8080 interfacing becomes much more intuitive with an 8228 system controller. Otherwise, you have to implement the functionality in random logic, which isn't a lot of fun. https://www.cpu-galaxy.at/cpu/ram r...chips/other_intel-Dateien/P8228_Datasheet.pdf

 

[Eudimorphodon]

Note that Intel 8086/8088 machines usually incorporate an 8288, which performs a roughly similar function breaking out the chip’s status and control lines into more user friendly signals.

I’m sure the Z80’s scheme was intentionally designed specifically to eliminate the need for a chip like the 8228; they were limited by the number of available pins so there aren’t completely separate memory and I/O R/W signals like you get with the Intel controllers, but they’re trivial to generate.

 

[daver2]

Of course, the 8086 had min and max modes. In min mode you could do away with the 8288 and the 8086 pins were much more simple at interfacing to the real world.

In max mode, you had to incorporate the 8288 to extract the status signals and the 8289 if you wanted to drive something like MULTIBUS.

Dave

 

[Chuck(G)]

To compare apples with apples, I'd say that the 8085 (introduced March 1976) and the Z80 (first samples in March 1976) are closer relatives than the 8080 and Z80. If you look at the interfacing for the 8085, it's quite straightforward; you don't need a system controller nor a clock generator. Small systems can be implemented using only three chips.

 

[Eudimorphodon]

The 8085 does add the complication of needing an address latch to demux A/D0-7 unless you use specific Intel companion memory devices and peripheral chips. But in return you get dedicated prioritized interrupt lines that would require more complicated externals to replicate on the Z80.

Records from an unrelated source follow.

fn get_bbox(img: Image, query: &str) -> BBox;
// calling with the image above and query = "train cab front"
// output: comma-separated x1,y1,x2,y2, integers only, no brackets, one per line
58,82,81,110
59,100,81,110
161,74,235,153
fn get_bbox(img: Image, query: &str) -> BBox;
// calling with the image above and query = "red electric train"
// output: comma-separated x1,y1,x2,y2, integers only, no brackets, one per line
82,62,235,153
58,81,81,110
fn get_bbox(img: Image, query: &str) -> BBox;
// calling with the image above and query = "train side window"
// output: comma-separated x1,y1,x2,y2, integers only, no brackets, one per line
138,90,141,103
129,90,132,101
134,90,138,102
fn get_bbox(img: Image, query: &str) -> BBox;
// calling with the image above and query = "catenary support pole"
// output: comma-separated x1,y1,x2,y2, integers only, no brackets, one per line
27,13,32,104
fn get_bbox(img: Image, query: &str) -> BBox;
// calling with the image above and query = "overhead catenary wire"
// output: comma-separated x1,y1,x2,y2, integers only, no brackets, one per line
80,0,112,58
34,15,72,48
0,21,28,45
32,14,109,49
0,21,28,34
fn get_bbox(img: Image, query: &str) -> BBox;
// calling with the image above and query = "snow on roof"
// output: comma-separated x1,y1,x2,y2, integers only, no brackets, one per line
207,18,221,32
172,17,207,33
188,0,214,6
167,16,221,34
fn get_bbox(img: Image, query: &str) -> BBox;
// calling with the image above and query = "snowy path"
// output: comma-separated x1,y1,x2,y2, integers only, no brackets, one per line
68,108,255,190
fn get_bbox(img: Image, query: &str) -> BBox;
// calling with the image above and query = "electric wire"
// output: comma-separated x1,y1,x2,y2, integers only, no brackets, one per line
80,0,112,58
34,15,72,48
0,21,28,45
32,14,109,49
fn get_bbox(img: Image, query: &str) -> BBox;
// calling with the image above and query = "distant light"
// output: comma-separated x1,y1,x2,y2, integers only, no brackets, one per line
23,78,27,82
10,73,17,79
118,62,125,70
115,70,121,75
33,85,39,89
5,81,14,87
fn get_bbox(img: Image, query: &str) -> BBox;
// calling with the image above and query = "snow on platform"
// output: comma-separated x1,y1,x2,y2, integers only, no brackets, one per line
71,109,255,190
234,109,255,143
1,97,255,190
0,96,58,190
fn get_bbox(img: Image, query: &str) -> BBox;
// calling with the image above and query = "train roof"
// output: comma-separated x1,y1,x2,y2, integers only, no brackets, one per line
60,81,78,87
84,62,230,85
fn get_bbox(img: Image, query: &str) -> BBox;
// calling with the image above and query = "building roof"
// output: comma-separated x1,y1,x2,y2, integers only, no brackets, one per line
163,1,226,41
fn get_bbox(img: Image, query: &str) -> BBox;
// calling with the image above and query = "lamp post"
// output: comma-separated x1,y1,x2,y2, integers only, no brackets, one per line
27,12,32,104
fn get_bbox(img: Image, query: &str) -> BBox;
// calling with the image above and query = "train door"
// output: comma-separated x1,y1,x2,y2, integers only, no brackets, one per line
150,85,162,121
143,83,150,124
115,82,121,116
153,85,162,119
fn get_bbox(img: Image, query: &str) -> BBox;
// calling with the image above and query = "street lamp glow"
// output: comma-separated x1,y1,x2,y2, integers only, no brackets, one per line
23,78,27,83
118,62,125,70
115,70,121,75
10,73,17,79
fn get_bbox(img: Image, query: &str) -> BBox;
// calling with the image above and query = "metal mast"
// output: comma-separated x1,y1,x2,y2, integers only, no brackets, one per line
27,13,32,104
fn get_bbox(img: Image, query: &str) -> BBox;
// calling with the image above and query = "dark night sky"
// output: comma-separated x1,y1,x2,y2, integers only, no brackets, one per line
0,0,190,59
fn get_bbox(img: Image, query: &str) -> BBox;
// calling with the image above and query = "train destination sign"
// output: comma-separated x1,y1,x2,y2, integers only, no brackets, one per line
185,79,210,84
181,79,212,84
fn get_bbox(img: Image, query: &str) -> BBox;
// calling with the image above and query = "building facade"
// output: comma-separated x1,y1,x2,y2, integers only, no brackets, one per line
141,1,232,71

I’ve always kind of assumed that Zilog also had the 6502 (public debut September 1975) at least somewhat in mind when they designed the Z80, with it also having a non-multiplexed bus and needing absolutely minimal external glue for a “simple” system with standard/generic memory.

 

[wrljet]

Z80 made it somewhat easier to use dynamic RAM.

 

[Someone]

Have a look at some 8080 and Z80 S100 CPU board designs to give you some insight on how the CPU signals generate S100 memory and I/O read/write signals.

 

[Chuck(G)]

You could also get a Z80 with a multiplexed data-address bus. Sort of a Z80 in 8085's clothing. https://www.cryptomuseum.com/spy/fs5000/files/NSC800.pdf

In any case the limiting factor was the 40 pin package, until bigger standard packaging came along. If you want added functionality, such as bit-bang serial I/O and prioritized interrupts, something's got to give.